Al Aquelarre

Thursday night: I'm having trouble breathing through my eyes.
In that northernmost corner of the world, Thule, say,
over Greenland's steppes, the coven gathers to try
on fancy clothes and drink Madeira.
A cattish nun instructs on sloth and the sixteen sins
of the rosary. Lemur-gut lines every pot of boiling tea.
What can we hear of the landscapes of the luna moth?
Viol de gamba. Pestilence and bastardy, maimed
and cretin-faced at the city comedy-in Vallodolid.
The angle of the January sun betrays any notion
that this is farce: the projected image of a saturnalia
is enough to trick a mule back in to his skin,
at least in countrysides where Parisian soldiers
brutalize the girls and boys. These Carthaginians,
poor, sopped spirits to be bound and flamed
upon a spit and eaten slowly, will muse on the death
of god as if it was a lark.

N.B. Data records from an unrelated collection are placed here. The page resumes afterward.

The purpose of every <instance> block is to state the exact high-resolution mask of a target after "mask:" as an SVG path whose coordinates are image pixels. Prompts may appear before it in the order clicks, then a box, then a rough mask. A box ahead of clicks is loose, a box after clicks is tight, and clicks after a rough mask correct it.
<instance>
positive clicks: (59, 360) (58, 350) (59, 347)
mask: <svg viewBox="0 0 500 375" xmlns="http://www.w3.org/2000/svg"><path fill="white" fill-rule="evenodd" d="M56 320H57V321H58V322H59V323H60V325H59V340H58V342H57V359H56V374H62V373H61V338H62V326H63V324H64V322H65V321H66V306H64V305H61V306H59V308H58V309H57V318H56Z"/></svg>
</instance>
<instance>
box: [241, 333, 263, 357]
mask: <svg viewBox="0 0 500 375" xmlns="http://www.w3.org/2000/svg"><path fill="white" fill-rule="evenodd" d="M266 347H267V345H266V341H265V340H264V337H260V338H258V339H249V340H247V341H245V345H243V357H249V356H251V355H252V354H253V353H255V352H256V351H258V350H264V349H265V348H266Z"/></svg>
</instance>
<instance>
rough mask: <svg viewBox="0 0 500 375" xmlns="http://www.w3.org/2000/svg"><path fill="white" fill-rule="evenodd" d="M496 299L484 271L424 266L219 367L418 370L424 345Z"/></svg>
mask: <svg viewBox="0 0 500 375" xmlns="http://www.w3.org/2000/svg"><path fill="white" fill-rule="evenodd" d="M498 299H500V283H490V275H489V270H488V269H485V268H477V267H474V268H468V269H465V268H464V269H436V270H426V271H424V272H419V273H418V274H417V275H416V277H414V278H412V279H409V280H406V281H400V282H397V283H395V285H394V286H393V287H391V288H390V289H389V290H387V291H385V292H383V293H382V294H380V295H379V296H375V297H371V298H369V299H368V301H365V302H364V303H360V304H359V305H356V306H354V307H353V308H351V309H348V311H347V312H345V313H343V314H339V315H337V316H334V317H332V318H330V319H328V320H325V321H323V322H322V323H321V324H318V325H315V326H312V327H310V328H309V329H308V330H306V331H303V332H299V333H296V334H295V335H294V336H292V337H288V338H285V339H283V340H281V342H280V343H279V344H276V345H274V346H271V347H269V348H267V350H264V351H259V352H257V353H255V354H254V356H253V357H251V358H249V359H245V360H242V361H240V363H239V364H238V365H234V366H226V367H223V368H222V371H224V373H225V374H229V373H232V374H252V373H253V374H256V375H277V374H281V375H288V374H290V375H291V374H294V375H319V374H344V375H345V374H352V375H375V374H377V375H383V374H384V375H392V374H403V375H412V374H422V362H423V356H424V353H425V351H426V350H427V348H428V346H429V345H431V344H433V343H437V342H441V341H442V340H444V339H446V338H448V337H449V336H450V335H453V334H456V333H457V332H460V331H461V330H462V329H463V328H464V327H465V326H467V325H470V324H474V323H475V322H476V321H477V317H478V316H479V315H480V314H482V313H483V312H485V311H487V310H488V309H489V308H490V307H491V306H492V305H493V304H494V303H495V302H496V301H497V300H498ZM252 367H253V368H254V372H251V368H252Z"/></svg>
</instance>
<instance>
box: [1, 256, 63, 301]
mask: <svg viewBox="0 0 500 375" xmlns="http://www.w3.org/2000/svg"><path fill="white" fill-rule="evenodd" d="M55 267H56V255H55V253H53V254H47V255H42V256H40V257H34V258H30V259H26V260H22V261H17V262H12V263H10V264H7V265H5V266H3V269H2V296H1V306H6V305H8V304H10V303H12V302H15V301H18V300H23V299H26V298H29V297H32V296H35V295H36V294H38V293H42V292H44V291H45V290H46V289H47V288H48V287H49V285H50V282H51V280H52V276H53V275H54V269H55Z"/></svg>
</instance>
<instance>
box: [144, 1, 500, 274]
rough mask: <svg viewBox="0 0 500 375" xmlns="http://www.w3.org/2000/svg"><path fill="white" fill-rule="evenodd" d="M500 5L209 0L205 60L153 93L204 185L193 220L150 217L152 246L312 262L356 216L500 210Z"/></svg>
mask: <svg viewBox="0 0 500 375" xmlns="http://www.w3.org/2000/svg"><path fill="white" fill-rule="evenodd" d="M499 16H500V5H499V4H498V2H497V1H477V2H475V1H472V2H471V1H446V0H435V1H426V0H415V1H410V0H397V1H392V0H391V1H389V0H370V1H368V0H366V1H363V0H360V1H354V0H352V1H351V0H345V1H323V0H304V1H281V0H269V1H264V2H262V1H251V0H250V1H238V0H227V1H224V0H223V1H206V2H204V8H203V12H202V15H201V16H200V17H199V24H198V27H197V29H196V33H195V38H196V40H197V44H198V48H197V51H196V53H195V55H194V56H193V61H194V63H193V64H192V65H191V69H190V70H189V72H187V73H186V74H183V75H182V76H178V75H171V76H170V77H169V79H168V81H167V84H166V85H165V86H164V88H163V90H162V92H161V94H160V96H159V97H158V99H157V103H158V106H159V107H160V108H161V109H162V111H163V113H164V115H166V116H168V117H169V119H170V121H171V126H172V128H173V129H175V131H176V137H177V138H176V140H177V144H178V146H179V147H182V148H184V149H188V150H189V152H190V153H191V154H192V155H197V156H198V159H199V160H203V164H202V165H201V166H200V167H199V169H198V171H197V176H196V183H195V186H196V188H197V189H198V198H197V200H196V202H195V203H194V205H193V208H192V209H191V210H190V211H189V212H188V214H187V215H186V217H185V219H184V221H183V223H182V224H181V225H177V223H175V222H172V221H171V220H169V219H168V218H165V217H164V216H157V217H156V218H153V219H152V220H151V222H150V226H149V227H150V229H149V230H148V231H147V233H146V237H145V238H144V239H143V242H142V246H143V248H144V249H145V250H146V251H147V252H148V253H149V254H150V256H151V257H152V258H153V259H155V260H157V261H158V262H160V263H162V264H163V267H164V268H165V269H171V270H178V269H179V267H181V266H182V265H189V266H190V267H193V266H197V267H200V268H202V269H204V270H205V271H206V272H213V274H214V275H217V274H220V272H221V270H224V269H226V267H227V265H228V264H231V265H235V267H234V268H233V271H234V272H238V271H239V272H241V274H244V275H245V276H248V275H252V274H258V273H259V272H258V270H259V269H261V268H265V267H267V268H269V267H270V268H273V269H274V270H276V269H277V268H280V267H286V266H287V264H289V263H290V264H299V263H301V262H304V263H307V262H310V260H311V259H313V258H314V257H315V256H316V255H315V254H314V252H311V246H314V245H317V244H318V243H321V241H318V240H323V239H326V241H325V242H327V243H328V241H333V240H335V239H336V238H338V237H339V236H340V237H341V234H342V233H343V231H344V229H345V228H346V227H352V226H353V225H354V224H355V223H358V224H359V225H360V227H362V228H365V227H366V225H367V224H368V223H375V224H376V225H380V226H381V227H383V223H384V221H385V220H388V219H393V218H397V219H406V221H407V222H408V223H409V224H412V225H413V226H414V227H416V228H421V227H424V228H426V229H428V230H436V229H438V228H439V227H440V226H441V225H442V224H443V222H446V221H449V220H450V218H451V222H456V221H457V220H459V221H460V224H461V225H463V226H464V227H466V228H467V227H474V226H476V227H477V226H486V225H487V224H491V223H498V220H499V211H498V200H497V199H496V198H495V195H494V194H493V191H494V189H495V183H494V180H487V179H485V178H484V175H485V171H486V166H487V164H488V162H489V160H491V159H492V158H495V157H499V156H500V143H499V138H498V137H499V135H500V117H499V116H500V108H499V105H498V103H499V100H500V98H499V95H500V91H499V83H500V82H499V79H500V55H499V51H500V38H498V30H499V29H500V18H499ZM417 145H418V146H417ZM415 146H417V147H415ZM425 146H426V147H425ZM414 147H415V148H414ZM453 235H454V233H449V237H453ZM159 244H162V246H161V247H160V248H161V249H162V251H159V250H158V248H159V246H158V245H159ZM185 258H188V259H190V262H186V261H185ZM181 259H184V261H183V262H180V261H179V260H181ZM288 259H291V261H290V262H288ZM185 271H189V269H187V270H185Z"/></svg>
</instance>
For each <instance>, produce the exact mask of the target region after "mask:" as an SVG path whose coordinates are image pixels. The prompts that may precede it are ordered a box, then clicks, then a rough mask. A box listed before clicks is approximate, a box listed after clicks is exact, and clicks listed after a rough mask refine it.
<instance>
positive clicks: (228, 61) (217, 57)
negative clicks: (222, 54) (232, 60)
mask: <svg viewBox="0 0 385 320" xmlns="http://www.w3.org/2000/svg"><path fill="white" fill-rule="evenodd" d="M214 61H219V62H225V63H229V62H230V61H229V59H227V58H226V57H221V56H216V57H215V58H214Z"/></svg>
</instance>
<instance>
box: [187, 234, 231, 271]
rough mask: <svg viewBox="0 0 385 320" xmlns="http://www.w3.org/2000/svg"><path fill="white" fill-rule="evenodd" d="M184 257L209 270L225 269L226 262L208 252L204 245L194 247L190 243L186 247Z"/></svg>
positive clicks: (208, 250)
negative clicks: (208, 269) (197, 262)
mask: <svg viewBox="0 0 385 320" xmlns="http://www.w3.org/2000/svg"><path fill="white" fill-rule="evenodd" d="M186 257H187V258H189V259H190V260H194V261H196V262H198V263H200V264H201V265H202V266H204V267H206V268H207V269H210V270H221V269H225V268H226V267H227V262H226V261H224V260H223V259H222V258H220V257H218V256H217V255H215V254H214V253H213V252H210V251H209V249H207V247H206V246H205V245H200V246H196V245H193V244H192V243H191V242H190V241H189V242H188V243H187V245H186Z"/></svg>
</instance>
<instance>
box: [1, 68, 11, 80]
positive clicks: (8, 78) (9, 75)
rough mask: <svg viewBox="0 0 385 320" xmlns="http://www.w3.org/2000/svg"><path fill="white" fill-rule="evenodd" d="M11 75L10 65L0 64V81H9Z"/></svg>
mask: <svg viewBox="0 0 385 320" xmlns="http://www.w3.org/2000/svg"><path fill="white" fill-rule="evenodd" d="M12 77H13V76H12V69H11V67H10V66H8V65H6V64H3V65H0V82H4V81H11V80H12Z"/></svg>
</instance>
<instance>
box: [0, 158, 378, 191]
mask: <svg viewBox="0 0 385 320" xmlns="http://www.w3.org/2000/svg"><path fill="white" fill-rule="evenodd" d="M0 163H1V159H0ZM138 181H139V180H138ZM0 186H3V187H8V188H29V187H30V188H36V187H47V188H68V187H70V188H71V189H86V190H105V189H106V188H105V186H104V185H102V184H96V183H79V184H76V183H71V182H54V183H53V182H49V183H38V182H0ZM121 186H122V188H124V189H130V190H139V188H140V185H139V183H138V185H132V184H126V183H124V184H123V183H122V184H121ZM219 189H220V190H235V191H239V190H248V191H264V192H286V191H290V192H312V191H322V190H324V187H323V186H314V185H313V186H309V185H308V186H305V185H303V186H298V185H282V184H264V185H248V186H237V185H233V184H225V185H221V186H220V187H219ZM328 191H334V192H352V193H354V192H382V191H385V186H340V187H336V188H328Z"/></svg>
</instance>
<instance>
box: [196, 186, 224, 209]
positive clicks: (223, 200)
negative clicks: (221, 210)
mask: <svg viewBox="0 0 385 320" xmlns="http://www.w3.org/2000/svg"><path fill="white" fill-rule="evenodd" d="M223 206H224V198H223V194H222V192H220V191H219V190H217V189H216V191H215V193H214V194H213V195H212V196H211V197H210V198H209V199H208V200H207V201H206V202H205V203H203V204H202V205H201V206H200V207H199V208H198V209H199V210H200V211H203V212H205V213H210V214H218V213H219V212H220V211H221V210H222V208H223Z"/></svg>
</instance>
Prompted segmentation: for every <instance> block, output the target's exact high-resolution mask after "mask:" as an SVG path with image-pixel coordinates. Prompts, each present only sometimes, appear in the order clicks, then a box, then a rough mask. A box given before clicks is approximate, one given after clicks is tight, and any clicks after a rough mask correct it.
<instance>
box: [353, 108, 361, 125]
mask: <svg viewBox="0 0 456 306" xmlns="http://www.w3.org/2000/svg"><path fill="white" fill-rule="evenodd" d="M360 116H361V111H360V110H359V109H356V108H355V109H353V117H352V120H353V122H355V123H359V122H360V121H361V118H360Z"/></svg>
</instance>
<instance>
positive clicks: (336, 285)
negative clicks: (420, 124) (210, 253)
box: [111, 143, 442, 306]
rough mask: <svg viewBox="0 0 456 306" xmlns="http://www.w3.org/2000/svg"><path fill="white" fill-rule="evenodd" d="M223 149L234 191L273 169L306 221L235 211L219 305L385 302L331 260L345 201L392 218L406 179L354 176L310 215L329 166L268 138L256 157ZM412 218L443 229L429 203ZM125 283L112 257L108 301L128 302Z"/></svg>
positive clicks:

Bodies queerly disemboweled
jostle with homunculi, spinning a dark matter out
of this winter sky, into the spidery minds of those
who were the last to believe in... Reason.
I sit back as a cold moon rises over the park
where I write, rethink why I ever wanted
to look into the face of the Sabbath anyway.
Corn gods broken and abused, what's left is half
a crack of gin and my watery eyes. O modern wolfbane,
how to sing this, without perpetuating all the lies?